I went to the Duomo museum to see their Michelangelo. Inside, there is a great hall with side balconies with creamy white marble balustrades carved deep like butter and a marble archway over the front staging area. Our own school’s great hall has none of these, it is plain. The entry archway in the Duomo museum is constructed in colorful Italian marble—ours has wood slats.
Duomo, great quattrocento cathedral of satin-polished marbles and ornate gold: indulgent ruling class greed and humble expressions of passionate faith merge here.
Michelangelo lived this conflict—most, if not all, great work arises from conflict—and his work has been an ultimate source of inspiration since it was created, 500 years ago. Down all roads from here is the Eternal City, Rome.
Can our work endure for 500 years? The King’s School in Canterbury was established back then and is still going. What do they know that Michelangelo knew? What could we do so that our school will be here in 500 years?
Almost surreptitiously, I move into the room that houses Michelangelo’s last sculpture, “The Descent,” a slightly larger than life marble Pieta, an expression of faith and pity. Nicodemas removes Jesus from the cross and is holding the lifeless body up by the armpits. Except Nicodemas, eyes retreating from the world under bony brows, cast down at Jesus workmanlike, just doing his job, has the face of the artist himself. There he is, Michelangelo, in his own last sculpture, with that crushed and flattened nose from when, in his youth, a fellow apprentice plowed a fist into his face from the anger of jealousy.

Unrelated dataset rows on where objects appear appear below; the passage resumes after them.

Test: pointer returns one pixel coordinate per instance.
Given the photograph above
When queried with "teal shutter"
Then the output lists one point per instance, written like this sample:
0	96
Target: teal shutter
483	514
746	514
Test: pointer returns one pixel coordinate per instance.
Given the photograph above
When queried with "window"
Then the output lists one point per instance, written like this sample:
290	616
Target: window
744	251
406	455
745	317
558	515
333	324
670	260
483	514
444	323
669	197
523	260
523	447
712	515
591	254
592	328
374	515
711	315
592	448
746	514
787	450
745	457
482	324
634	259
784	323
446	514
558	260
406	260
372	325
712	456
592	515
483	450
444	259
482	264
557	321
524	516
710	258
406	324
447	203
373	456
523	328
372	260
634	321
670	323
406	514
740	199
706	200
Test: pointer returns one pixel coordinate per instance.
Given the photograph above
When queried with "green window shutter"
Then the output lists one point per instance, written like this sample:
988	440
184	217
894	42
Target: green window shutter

He had lived a long, long life, that was so many years ago, and now that wide nose just looks easy to peer down knowingly, not damaged or even imperfect. It is not a Roman nose, it is an artist nose.
Before Michelangelo, there were craftsmen and entertainers and artisans, and warriors, and admittedly, there was Masaccio, but Michelangelo was the first 100% artist. I think they should have made a saint out of him because he obviously had miraculous access to divine and eternal human passion. He even slept in his clothes and I’m pretty sure God does that, too.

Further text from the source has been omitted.